Another modification to commonly used versions of repeat sales models is that we allow for a heavy-tailed error distribution to better deal with potential outliers in the data. We specify the error term by a t-distribution with ν degrees of freedom. The degrees of freedom is not set a priori, so will be estimated from the data.

We provide estimation methods that efficiently deal with the complex error structure induced by the stochastic trends and the t-distribution. The first estimation method uses the augmented Kalman filter and the second by Markov chain Monte Carlo techniques (Gibbs sampling).

We apply the hierarchical repeat sales model on two different markets: commercial property in the Philadelphia/Baltimore region in the United States and residential property in Amsterdam-West in the Netherlands. In both markets we have on average about 30 transactions per quarter. Unlike the standard repeat sales model the STRS model is able to produce reliable indices on the total market level. The HRS goes a step further: it subdivides the market in sub-markets based on location and property type, resulting in 10 (Amsterdam-West) and 12 (Philadelphia/Baltimore) sub-indices. In specific, versions of the HRS model where the noise components have a t-distribution, and the variance parameter of the cluster trend noise varies over the different elements in the cluster, perform well.

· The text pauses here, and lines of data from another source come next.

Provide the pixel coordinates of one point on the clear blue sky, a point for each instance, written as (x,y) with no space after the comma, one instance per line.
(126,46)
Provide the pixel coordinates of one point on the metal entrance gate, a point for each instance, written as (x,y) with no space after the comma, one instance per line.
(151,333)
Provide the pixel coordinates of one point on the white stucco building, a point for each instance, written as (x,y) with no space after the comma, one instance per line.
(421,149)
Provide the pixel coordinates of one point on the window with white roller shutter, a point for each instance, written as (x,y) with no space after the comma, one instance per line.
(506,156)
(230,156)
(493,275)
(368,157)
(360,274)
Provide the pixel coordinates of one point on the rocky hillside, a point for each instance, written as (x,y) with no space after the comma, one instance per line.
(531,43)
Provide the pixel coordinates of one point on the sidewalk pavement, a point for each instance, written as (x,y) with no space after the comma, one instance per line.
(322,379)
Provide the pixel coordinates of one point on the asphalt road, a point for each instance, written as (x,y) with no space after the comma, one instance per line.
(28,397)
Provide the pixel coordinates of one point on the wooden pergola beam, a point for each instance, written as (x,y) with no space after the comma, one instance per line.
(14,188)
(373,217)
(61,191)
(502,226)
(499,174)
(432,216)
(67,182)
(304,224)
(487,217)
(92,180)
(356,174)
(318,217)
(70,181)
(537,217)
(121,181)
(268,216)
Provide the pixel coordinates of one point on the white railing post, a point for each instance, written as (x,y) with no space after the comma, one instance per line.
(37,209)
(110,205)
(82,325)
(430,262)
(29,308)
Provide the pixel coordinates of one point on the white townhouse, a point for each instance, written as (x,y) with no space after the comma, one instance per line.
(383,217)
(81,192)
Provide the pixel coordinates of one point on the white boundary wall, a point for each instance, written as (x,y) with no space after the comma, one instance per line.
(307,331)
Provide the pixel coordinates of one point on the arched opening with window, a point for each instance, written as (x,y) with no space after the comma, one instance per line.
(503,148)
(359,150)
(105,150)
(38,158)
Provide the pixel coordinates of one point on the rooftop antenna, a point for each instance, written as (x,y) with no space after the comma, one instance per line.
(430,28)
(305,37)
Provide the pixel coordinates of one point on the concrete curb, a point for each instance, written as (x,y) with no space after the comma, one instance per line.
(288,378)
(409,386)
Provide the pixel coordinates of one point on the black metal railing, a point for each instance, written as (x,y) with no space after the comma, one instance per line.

The estimated degrees of freedom are small, rejecting the commonly made assumption of normality of the error terms.

For robustness we also estimate our main model on (sub)markets with approximately 1,000 observations each, namely multi-family properties in Manhattan (New York) and in Los Angeles proper. The number of observations are plentiful and should therefore result in reliable indices. The two clusters are - again - completed by (1) other property types and (2) other (sub)locations within the metro area. Subsequently we (uniformly) sample without replacement 25% of the data, and re-estimate the model. This way we can assess how accurate our index methodology is in a scarce data environment by comparing it to the ‘true’ index (volatility and mean returns-wise for example). Our robustness check shows that omitting 75% of the data does not affect our indices considerably.